# HW 2: N-gram Language Models
**Rishi Parida and Jazzy Howard**

## Date Out: Thursday, February 20
## Due Date: Sunday, March 8

This programming assignment is more open-ended than the previous ones. It is centered on the N-gram language models and tasks you to:

* download and process a large text dataset in python using the <code>csv</code> library
* perform sentence and word tokenization
* calculate N-gram counts and probabilities
* compare the characteristics of the N-grams across different models
* generate random sentences using the models

<u>You may work in teams of two or three (2-tuples or 3-tuples?) for this assignment.</u>

<hr>

In [2]:
import nltk

In [3]:
from nltk.tokenize import sent_tokenize, word_tokenize

In [4]:
import csv
#Users/anjuchopra/Downloads/Wine/winemag-data_first150k.csv

In [5]:
import random

### Task #1

<u>Download two large text datasets from Kaggle.</u>

The <a href="http://kaggle.com">Kaggle competition hosting site</a> offers a number of free datasets that contain interesting text fields.
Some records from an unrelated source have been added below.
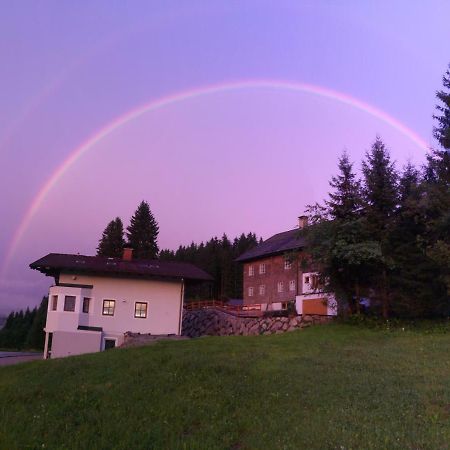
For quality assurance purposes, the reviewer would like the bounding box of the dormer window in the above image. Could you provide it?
[64,295,76,312]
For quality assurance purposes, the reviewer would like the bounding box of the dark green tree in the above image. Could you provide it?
[433,65,450,150]
[25,297,48,350]
[127,201,159,259]
[362,136,398,229]
[325,151,362,220]
[97,217,125,258]
[362,136,398,318]
[304,152,381,314]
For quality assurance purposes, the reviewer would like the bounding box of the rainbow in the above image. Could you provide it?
[0,79,428,279]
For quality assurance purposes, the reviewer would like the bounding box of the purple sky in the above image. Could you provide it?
[0,0,450,313]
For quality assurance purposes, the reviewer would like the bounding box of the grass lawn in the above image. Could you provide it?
[0,324,450,450]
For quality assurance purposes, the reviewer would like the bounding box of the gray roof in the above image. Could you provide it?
[30,253,213,281]
[236,228,305,262]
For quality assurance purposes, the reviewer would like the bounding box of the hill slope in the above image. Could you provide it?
[0,325,450,449]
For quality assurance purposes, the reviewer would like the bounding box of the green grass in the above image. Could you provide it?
[0,324,450,449]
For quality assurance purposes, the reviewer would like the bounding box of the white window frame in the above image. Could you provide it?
[134,301,148,319]
[102,298,116,317]
[102,336,119,352]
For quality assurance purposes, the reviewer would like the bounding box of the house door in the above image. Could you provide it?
[105,339,116,350]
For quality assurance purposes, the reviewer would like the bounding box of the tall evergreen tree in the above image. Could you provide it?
[363,136,398,318]
[306,152,380,313]
[433,65,450,150]
[325,151,362,220]
[25,297,48,350]
[362,136,398,230]
[97,217,125,258]
[127,201,159,259]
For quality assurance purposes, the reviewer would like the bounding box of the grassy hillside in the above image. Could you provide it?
[0,325,450,449]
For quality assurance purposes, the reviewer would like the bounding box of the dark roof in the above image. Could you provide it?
[30,253,212,281]
[236,228,305,262]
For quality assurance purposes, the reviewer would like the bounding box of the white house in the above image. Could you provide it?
[30,249,212,358]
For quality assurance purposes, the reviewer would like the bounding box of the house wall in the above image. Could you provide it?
[45,273,182,356]
[52,331,102,358]
[243,255,302,307]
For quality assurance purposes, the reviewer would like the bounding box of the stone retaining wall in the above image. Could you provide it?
[182,309,333,337]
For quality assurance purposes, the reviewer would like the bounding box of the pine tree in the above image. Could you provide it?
[363,136,398,319]
[433,65,450,150]
[363,136,398,230]
[97,217,125,258]
[25,297,48,350]
[325,151,362,220]
[127,201,159,259]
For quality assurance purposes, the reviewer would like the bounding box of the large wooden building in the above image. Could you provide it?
[237,216,336,315]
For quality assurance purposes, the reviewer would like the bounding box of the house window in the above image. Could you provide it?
[102,300,116,316]
[64,295,76,311]
[83,297,91,314]
[134,302,147,319]
[311,275,320,291]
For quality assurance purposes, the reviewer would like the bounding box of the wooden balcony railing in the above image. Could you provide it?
[184,300,262,315]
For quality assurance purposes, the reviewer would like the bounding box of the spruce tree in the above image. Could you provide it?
[25,297,48,350]
[325,150,362,220]
[433,65,450,150]
[127,201,159,259]
[97,217,125,258]
[363,136,398,318]
[363,136,398,232]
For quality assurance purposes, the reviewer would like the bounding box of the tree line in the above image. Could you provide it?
[0,297,48,350]
[160,233,261,300]
[305,65,450,318]
[97,201,258,299]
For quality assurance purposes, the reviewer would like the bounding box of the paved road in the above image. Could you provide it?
[0,352,42,366]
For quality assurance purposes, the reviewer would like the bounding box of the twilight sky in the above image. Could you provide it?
[0,0,450,313]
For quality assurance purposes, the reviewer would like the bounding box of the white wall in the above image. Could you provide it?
[52,331,102,358]
[46,274,182,336]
For this assignment, we will use the "Wine Reviews" and "All the News" datasets. They can be accessed by selecting the "Datasets" header and then searching for these specific datasets. Then, choose "Data" from the sub-header, preview some of the csv data and notice how at least one of the columns in the dataset will contain sufficient text. I chose to direct you to these two datasets because the textual content seemed interesting and would have different language characteristics, and both were large csv files that could generate significant n-gram counts, but not be too large of a file.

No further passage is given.